I groan, taking the leg that was wrapped around his waist and hooking it over his shoulder. The movement lifts the skirt of my dress higher, exposing more of my skin to the crisp fall air. He leans forward and digs his nose into my sensitive flesh, dipping it into my slit through the cotton fabric of my underwear.
Hooking my fingers into the elastic band of my panties, I shove them downward, too eager for the skin to skin contact to wait. The vibrations of his responding growl send my hips thrusting forward, forcing our lips to clash.
I cry out at the feel of his tongue, tracing the length of my mound. He takes one of my lips fully into his mouth, sucking softly, before releasing it. The pad of his thumb brushes against my clit, spreading the wetness from my opening onto it and rubbing in slow circles.

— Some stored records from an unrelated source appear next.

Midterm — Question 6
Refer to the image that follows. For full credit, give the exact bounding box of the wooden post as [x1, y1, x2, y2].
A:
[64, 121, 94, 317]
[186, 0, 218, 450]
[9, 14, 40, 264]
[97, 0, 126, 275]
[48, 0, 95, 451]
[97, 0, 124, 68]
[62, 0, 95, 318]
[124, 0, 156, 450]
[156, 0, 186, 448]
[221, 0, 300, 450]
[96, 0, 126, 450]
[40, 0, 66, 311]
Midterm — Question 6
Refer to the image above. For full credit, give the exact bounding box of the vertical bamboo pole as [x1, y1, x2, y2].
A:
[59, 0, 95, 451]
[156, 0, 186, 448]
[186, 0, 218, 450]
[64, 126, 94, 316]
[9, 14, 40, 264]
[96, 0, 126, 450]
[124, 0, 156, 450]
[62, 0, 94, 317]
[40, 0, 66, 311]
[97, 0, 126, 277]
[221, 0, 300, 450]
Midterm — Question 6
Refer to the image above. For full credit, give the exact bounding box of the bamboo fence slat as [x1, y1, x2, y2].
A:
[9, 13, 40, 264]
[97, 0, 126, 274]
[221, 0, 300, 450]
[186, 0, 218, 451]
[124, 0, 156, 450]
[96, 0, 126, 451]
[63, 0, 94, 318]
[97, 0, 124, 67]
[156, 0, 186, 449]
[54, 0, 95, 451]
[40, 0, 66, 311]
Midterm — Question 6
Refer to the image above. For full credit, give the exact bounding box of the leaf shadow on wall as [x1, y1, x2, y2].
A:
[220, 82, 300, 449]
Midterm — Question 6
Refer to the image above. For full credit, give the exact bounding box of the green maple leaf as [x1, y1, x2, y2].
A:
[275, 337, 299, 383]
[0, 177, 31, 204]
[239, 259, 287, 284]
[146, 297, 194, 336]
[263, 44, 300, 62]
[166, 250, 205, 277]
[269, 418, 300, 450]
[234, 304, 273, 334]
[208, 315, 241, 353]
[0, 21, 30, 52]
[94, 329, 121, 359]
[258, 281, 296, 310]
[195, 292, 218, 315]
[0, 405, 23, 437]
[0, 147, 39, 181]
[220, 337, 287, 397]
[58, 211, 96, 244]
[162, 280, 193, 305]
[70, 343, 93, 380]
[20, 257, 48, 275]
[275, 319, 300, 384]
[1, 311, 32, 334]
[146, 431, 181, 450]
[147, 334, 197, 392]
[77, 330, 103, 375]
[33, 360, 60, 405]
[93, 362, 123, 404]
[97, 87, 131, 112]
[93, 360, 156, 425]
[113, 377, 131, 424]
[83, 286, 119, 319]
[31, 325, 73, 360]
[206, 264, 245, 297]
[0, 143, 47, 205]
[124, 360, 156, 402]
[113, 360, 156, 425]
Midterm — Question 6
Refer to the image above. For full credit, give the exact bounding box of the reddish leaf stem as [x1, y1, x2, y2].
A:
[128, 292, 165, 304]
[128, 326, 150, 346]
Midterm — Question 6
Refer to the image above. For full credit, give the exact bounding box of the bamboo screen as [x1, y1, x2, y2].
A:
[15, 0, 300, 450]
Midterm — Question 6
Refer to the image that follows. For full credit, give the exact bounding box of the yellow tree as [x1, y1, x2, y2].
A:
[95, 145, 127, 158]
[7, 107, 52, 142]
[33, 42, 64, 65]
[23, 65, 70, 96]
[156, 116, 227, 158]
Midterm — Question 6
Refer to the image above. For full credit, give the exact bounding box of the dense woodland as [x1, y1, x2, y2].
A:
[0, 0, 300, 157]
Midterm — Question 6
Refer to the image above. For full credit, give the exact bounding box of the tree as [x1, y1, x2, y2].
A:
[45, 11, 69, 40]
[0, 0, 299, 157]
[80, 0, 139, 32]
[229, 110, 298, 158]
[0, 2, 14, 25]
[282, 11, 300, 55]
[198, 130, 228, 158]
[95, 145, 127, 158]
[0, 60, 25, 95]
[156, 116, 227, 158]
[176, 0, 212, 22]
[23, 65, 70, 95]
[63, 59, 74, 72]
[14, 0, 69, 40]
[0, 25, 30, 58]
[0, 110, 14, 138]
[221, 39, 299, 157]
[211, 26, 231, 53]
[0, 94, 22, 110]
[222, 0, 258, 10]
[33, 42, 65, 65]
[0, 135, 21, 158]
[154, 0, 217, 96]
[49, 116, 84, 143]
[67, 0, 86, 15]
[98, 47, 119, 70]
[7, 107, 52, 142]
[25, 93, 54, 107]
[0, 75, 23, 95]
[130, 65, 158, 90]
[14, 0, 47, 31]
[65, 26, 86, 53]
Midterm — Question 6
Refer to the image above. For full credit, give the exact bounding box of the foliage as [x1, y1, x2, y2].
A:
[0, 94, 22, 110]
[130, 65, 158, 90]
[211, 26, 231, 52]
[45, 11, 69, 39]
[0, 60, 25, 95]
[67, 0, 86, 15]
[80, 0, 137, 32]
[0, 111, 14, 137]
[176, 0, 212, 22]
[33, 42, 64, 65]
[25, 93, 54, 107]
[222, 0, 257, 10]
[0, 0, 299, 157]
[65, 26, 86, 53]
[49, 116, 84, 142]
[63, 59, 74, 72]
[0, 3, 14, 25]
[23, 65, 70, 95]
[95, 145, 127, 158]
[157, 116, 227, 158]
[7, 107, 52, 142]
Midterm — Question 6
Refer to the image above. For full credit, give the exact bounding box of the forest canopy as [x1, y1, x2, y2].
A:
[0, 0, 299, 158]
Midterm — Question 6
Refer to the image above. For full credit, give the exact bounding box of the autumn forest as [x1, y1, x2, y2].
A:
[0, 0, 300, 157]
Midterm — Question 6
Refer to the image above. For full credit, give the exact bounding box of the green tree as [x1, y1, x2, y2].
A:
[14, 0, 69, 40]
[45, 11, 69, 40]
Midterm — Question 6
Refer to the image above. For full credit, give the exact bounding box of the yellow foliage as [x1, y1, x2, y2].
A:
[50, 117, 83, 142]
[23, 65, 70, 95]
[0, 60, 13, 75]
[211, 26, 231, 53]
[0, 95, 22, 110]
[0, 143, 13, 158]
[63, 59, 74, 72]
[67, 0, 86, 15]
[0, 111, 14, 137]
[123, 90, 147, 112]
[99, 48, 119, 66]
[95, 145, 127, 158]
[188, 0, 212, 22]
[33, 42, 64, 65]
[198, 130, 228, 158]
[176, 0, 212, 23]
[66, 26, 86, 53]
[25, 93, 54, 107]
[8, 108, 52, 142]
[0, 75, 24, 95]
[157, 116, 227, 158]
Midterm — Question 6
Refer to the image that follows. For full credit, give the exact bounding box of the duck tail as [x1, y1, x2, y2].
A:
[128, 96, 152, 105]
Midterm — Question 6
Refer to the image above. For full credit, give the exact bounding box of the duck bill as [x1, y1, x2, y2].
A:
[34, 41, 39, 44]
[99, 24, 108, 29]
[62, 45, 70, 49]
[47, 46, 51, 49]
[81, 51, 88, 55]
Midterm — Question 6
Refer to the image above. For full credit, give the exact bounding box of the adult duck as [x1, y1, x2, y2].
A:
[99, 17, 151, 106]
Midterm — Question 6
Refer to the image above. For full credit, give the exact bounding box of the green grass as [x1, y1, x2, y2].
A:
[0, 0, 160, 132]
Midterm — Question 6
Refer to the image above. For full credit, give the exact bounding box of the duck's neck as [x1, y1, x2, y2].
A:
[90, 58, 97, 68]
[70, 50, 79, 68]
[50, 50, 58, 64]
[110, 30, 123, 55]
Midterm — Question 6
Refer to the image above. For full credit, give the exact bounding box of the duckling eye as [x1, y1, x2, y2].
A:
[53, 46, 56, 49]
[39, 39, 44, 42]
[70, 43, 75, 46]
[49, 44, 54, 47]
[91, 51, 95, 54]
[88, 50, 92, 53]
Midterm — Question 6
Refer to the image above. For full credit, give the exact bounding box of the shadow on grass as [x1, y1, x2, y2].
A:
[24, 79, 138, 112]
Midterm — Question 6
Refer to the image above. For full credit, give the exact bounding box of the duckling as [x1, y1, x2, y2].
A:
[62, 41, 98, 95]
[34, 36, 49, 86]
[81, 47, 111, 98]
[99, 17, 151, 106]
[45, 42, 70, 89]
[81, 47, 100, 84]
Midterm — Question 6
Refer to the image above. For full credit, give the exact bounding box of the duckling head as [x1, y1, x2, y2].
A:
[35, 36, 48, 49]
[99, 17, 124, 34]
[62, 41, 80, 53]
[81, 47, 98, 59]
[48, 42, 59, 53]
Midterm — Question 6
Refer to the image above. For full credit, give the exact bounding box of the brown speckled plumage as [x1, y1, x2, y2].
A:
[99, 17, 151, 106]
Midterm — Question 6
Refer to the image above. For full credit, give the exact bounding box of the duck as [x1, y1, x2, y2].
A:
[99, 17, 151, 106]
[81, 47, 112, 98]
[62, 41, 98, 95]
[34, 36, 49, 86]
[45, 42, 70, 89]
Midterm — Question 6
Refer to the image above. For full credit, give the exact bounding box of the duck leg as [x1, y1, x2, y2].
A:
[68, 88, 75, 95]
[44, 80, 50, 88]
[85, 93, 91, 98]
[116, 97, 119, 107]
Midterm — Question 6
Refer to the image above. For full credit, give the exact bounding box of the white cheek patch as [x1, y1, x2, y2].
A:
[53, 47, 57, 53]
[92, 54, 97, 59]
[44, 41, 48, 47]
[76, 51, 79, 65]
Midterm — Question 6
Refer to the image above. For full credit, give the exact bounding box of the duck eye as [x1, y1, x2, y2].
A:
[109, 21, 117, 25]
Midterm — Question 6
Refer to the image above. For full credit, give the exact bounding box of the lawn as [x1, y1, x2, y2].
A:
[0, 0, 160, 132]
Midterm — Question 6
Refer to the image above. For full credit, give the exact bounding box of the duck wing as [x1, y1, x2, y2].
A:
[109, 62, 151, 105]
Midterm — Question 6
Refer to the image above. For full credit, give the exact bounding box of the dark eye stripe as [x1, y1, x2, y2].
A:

When his lips take over his thumb’s position on my clit, I nearly lose myself. He swirls his tongue around it, teasing me with the slow pace. I’m panting by the time one of his fingers enters me, pumping into my body with ease. A second finger joins the first one, and I ride them both, savoring the feel of his warm mouth on my clit and his long fingers in my body. With each thrust of his tongue, I can feel myself reaching the edge, coming closer and closer to the release I desperately need.